Long time readers know I am interested in the existence in the Middle East of obscure, esoteric and cryptic religious groups. The knowledge of these groups is sketchy and often only surfaces due to geopolitical considerations or current events. Otherwise, why would some Americans know of the Yazidi Kurds of Iraq? These obscure groups can sometimes be quite numerous, the quasi-Shia Alevis of Turkey form about 20% of that nation's population (something most Muslims who do not live in Turkey are totally unaware of from what I can tell). I use terms like "quasi-Shia" because many of these groups are secretive about their beliefs and consultation of 10 different sources will produce 10 different answers as to their theologies, customs and provenance. The secrecy seems to have a natural origin: persecution. Islam in the Middle East is a religion which has often proscribed heterodox cults. Toleration toward religious minorities was fixed rather early on to putative "Peoples of the Book," other groups were officially not tolerated. This resulted common "work arounds." For example, the pagans of Haran were tolerated as Sabians, a group referred to in early Islamic literature (I say pagans because the people of Haran seemed to believe in a religion which originally emerged from late classical paganism as opposed to one of the "world religions"). Another common way to finesse the issue of toleration has been the slotting in of various assorted groups into the catchall category of Shia. The Alawites of Syria for example have followed this path. Most Sunni Muslims accept that Shia are Muslim, even if substandard ones, so it is a good way to ensure safety. But even "Shia" groups like the Alawites and Alevis keep a low profile, culturally conditioned from centuries pf persecution at the hands of the Ottoman Sunni orthodoxy.

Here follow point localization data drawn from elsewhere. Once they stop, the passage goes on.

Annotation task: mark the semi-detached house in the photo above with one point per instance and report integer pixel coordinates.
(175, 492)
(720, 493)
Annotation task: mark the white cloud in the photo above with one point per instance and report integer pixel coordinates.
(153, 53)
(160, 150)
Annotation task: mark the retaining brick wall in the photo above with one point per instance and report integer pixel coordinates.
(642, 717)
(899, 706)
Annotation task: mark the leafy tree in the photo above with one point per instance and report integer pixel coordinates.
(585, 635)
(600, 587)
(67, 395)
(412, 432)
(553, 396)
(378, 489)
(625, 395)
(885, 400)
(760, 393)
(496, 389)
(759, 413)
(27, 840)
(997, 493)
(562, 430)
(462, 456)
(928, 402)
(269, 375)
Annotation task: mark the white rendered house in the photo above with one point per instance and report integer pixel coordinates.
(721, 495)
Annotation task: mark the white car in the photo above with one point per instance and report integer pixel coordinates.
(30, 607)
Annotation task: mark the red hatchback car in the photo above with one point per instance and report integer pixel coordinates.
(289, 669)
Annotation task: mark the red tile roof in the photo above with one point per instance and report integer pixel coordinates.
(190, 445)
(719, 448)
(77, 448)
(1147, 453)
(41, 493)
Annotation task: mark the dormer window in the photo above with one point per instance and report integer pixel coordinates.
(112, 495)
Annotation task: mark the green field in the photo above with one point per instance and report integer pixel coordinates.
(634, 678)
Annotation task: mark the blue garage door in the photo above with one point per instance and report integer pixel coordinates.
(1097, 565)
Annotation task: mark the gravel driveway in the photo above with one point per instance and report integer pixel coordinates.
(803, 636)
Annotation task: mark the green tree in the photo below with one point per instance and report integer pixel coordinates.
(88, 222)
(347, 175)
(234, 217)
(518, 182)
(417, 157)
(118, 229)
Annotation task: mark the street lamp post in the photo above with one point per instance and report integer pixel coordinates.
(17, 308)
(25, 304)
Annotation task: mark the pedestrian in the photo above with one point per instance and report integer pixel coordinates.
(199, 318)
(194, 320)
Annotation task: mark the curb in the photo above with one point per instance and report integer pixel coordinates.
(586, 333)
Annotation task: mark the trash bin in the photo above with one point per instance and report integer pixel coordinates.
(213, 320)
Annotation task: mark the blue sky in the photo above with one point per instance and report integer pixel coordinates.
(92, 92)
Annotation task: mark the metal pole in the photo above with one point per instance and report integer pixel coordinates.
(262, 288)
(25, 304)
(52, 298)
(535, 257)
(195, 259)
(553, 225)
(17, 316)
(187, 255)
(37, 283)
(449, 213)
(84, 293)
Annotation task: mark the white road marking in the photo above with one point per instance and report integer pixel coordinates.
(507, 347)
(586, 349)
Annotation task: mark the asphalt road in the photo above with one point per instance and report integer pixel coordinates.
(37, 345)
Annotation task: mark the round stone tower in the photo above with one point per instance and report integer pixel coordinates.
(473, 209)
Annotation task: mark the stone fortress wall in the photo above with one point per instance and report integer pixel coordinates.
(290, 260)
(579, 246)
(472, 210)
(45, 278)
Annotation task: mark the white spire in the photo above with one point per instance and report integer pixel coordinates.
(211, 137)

Today I "stumbled" upon another weird sect, this one very numerous in a nation of interest called Iran. The group goes by various names, Yarsan/Yaresan, Kakeyi, Ahl-e Haqq or Ahl-i Haqq. The Nizari Ismaili community published a description of the group in the 1940s, in part because people were confusing them with the Nizaris. I'm not going to summarize their beliefs except to say that it has some core overlaps with Shia ideas, but "extends" them rather far and introduces ideas like reincarnation which don't seem conventional in Islam. Looking on google books & scholar I can say this: 1) adherents are disproportionately Kurdish, but it is multi-ethnic and accepts converts 2) it is grudgingly accepted as Shia within Iran but this seems to be a pragmatic consideration because 3) estimates of its numbers range from tens of thousands to 5 million, but somewhere around the magnitude of 1 million seems about right. Most of these within Iran, so the group is probably a few percent of the nation's population.